So out of the blue (there might have been a slight power surge, but I’m not sure), my desktop computer shut itself off and did not immediately reset. Upon hitting the power button, the “working” light came on, but not the “power” light. In addition, there was no POST, not even a single beep. Heaving a great sigh, I reseated all of the power connectors, checked all of the memory banks, checked the CPU’s seating, and both the video cards. Nada, zip, zilch, nothing. All of the fans come on, all of the pretty blue LEDs in the case (and powered by the power supply) turn on, but the computer just sits there and does nothing. I’m pretty sure (though it’s perfectly possible I’m mistaken) that it’s either a) the power supply or b) the motherboard. I’m a college student, so replacing both to find out that one or the other was perfectly fine is less than ideal. Is there any way to figure out for sure what the problem is? Even better if you can tell me how to fix the problem without buying new components.
Thanks for your help.
Generally a power supply failure is just that–no power. Sounds to me like the motherboard is in trouble and possibly you lost the BIOS. Try removing the battery in the motherboard that gives power to the BIOS. It might be that all you have to do is reset it. If you have lost the BIOS, I’m not sure how to fix it (that’s why I got a motherboard with dual BIOS.)
I’d still lean toward power supply (PS failures are probably 50-80% of the computer failures I see), but find out for sure: Find an EE major, and have them bring their multimeter over. The power supply taps will be labeled for their voltages, just check to see if they’re producing what they say (within a few percent, anyway). If you don’t know how to use a multimeter, let the EE major do it – they may be unwilling to let you use it yourself, anyway.
Next, remove ALL the RAM, and see if you get to POST. I’ve seen fried RAM chips do this.

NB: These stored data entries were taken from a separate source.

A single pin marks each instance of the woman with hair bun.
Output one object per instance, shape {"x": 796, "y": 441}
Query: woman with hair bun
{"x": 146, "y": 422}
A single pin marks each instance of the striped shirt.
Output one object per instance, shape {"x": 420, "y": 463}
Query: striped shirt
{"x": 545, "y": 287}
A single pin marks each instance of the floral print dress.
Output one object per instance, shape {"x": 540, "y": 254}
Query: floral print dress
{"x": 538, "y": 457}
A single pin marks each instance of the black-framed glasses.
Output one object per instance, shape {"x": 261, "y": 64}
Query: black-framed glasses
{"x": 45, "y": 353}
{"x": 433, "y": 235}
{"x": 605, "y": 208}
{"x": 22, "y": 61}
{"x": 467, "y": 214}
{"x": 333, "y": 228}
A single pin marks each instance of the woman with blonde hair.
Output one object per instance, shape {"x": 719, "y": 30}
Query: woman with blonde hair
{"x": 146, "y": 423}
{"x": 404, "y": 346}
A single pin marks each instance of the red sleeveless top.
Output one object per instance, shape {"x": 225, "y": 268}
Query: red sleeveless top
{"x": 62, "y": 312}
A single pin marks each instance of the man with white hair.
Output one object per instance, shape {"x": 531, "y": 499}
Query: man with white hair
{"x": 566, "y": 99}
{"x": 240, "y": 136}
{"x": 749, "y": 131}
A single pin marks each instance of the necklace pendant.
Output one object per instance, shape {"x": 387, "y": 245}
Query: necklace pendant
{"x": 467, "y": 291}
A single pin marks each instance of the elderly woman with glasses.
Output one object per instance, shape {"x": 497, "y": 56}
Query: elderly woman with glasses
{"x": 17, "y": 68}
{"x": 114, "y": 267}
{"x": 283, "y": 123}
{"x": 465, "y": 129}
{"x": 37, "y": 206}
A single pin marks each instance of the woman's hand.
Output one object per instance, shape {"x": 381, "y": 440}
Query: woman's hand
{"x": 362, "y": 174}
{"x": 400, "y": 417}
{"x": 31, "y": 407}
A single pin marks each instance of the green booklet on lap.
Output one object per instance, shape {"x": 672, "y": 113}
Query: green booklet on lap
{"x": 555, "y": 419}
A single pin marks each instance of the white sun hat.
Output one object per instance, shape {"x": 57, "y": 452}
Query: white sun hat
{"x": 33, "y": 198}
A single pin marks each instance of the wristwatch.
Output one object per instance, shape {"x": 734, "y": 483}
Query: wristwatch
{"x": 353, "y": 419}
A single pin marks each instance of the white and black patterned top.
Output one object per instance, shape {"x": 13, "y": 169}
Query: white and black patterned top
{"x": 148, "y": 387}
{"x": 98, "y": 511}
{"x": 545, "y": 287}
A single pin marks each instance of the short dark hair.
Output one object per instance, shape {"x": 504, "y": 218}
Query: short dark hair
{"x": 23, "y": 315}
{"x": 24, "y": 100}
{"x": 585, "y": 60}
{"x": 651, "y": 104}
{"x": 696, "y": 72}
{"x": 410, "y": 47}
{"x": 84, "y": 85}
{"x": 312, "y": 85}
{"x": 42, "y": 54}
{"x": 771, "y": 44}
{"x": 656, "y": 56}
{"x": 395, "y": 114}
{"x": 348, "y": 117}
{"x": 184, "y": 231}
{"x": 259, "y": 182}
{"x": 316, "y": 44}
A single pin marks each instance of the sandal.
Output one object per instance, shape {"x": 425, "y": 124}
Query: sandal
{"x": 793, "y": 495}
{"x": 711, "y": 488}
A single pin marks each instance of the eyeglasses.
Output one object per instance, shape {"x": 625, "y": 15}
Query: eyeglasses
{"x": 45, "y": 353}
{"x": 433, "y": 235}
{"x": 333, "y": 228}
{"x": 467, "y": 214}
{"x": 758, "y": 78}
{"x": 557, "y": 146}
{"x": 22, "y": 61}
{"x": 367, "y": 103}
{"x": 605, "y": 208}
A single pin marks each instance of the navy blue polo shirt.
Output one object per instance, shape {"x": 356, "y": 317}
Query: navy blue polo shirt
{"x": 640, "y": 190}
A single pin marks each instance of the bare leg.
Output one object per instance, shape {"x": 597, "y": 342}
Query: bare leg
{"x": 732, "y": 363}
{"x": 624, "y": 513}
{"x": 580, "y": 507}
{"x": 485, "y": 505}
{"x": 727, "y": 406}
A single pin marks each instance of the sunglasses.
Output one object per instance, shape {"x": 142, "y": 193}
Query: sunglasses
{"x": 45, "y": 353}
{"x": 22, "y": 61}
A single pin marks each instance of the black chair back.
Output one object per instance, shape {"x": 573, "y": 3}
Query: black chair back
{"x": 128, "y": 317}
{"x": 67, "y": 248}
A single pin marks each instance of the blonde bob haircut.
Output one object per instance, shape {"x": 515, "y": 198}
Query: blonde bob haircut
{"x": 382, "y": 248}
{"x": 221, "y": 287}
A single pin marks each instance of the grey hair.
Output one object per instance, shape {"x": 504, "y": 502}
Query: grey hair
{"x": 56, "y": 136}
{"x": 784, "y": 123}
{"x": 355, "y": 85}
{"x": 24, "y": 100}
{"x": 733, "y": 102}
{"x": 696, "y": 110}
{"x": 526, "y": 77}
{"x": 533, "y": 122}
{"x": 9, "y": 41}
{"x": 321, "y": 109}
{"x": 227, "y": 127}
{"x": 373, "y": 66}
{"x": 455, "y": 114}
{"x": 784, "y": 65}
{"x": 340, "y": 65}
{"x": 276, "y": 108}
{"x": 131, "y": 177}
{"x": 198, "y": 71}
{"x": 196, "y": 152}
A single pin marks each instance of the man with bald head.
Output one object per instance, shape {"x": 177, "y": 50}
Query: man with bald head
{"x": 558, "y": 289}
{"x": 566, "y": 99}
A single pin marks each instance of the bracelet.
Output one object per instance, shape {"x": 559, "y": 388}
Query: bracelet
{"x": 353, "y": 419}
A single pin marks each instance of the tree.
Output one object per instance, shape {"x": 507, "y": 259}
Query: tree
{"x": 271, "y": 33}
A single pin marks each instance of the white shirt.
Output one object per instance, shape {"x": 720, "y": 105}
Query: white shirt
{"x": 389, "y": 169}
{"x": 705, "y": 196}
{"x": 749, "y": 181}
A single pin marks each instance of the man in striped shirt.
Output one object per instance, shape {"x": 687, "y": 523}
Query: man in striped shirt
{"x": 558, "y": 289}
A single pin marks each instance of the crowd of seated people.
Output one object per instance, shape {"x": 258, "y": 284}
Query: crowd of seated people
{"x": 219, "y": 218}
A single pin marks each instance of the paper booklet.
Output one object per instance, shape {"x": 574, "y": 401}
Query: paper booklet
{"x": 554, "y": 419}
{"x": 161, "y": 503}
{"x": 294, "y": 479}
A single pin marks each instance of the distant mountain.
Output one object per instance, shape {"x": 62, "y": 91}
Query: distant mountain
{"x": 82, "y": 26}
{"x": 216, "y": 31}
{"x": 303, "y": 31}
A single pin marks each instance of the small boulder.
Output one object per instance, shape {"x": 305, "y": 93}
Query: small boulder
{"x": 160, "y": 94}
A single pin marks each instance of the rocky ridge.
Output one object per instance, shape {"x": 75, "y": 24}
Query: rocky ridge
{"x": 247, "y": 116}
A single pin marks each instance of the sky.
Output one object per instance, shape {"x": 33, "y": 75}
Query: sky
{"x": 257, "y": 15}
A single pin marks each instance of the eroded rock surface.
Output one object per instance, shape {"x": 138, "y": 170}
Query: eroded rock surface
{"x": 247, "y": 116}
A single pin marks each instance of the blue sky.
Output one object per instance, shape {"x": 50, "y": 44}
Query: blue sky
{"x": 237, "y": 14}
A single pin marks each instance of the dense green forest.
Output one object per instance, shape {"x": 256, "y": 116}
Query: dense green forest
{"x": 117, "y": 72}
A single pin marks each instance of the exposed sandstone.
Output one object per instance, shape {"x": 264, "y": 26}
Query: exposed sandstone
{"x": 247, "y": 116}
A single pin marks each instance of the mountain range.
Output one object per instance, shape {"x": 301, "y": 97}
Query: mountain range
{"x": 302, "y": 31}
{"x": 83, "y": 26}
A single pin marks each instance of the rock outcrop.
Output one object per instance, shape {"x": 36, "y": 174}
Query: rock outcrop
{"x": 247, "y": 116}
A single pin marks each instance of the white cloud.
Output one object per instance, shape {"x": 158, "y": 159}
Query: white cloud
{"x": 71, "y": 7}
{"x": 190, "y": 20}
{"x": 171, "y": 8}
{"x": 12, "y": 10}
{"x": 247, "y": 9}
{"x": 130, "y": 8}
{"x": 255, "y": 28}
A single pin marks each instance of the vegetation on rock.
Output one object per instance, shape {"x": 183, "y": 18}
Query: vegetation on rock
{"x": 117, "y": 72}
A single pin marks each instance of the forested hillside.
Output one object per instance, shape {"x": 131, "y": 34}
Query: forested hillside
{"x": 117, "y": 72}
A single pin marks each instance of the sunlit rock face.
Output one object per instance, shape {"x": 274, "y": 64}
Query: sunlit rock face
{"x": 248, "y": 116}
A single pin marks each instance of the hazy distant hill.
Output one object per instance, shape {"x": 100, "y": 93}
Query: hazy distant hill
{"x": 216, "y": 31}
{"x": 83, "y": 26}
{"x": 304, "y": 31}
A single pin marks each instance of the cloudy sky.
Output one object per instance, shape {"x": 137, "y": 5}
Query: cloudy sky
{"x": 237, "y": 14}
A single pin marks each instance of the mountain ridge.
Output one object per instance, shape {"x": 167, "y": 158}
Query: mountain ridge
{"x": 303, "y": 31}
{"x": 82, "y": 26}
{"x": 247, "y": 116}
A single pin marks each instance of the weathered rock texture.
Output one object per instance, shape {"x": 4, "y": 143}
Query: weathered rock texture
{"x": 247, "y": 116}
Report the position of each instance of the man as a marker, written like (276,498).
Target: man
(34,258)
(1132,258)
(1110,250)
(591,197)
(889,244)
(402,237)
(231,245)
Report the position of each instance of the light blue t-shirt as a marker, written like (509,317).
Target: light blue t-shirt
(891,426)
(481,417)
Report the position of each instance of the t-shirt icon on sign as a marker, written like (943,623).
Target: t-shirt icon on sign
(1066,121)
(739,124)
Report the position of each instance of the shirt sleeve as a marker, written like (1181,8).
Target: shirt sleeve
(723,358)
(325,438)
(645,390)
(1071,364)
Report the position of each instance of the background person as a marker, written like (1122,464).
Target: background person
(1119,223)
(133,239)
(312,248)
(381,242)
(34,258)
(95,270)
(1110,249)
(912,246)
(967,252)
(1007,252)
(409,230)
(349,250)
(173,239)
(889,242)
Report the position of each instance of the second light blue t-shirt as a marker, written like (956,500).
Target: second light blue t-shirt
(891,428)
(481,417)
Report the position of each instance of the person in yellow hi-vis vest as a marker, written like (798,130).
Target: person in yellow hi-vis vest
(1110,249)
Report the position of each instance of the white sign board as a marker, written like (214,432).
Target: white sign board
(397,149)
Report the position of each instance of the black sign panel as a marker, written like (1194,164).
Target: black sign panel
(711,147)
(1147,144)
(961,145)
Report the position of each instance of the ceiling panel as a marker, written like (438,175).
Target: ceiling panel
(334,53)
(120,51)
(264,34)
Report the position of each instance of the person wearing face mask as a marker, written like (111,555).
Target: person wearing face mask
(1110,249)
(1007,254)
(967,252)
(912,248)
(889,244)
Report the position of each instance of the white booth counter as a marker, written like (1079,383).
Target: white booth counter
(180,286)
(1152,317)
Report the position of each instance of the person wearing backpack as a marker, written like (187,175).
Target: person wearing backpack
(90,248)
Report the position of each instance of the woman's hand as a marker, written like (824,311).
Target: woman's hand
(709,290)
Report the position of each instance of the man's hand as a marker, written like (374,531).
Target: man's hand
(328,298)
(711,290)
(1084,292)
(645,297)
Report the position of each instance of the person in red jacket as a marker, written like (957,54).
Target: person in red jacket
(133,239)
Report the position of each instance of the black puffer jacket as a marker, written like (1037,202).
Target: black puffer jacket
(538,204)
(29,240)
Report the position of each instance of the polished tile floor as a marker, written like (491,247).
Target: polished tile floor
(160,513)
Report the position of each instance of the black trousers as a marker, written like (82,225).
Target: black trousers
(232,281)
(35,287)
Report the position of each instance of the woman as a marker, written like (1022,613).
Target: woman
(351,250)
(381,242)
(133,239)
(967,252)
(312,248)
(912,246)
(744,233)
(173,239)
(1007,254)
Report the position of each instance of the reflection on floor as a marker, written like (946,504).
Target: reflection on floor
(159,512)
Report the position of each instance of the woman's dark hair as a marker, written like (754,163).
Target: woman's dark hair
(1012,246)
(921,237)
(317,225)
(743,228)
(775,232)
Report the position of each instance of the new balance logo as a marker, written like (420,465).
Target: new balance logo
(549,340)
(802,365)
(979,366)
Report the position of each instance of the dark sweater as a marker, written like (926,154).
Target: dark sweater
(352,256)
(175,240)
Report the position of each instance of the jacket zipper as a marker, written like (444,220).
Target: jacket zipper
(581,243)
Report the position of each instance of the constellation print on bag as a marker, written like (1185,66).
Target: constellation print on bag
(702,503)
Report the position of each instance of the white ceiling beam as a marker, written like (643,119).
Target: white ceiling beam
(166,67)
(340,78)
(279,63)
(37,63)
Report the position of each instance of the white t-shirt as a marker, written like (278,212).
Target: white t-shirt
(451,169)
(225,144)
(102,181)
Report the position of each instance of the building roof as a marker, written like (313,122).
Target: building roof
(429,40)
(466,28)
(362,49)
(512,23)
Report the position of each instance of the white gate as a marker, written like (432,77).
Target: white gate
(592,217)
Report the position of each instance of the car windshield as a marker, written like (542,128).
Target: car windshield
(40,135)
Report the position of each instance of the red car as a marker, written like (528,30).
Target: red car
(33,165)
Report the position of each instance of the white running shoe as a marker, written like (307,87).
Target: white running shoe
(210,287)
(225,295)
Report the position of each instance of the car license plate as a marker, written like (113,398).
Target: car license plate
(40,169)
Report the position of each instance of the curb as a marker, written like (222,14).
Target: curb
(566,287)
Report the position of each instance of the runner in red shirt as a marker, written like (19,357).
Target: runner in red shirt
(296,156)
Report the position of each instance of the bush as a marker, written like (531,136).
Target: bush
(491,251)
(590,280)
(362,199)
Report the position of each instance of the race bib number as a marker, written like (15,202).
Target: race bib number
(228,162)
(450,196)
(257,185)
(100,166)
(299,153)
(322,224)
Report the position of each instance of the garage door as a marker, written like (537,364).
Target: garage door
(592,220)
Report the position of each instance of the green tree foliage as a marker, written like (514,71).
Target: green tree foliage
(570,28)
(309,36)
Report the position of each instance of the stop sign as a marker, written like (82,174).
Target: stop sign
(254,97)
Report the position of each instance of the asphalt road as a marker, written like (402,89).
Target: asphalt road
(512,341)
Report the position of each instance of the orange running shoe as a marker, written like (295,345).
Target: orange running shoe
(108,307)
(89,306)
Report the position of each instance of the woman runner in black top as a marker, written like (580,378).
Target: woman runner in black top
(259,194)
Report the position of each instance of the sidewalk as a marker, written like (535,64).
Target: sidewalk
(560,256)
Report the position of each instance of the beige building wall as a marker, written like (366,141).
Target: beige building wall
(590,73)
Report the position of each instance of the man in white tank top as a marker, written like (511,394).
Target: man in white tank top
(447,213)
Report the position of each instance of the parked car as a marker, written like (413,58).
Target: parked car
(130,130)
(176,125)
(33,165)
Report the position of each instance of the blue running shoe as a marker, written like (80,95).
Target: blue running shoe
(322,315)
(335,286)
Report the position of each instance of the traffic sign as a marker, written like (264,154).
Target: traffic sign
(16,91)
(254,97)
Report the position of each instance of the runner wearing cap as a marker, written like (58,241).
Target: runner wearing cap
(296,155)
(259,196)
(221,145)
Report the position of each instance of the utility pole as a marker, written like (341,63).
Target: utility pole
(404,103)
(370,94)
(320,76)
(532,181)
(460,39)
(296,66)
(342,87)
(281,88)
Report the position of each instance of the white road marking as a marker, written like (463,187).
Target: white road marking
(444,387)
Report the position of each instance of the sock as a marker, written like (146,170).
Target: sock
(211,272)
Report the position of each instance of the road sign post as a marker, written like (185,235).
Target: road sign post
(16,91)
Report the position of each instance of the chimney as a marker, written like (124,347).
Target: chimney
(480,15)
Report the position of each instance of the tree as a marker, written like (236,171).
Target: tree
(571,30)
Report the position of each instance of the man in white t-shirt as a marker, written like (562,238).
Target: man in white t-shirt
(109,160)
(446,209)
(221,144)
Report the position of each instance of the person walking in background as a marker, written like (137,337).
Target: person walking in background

I don’t think this is likely.
If it is the motherboard, it’s harder: if you built the computer yourself, the motherboard will probably have a small switch, dip switch, jumper, or something like a pushbutton circuit breaker on it that resets (and possibly even reflashes) the BIOS – even many cheap motherboards have them. The motherboard manual (available online if you didn’t keep it) will tell you. Luckily, motherboard replacements for standard cases are cheap, if nastily time-consuming.
If it’s a name-brand PC, their custom motherboards often don’t have these. You’ll have to call their support at this point.
Oddly enough, I had the same issue a while back (covered in this thread). After my comp shut off, all lights, fans, etc, would come back on, but no screen.
Lightbulb came on after I noticed 2 things:
1)Case lights were (occasionally) flickering very slightly after the power came back on. It was barely noticeable, and I don’t think they flickered every time.
2)When I turned off the power supply switch in the back of the comp, then turned it back on, the machine would not power up. I had to wait sometimes over an hour after turning the power supply switch back on before the comp would start.
Problem turned out to be a bad power supply. I installed a new one last week (around $100) and haven’t had any problems since.
I reset the BIOS (moved a jumper, unplugged the machine and removed a battery), and no dice, and removing the RAM to try and get a POST got no where. One of my room mates is an EE, so I’ll see about getting a multimeter, but I might just be able to sneak a cheap one out of a freshman physics lab. Thanks for everyone’s help! If it is just the power supply, it’ll be really nice to just swap it out. The motherboard, if anyone is keeping score, is an Asus M2N-SLI Deluxe.
If it’s the same issue I had for a long time, it’s your video card failing to initialise. Which is a symptom of a dying motherboard.
My solution was to heat up my motherboard, which seemed to warp it into (I assume) causing all the connectors to touch and allow it to initialise. But this is not a recommended method.
I think it’s probably new computer time.
How about speaking to your college’s IT department to see if they’ve got a spare PSU you can borrow?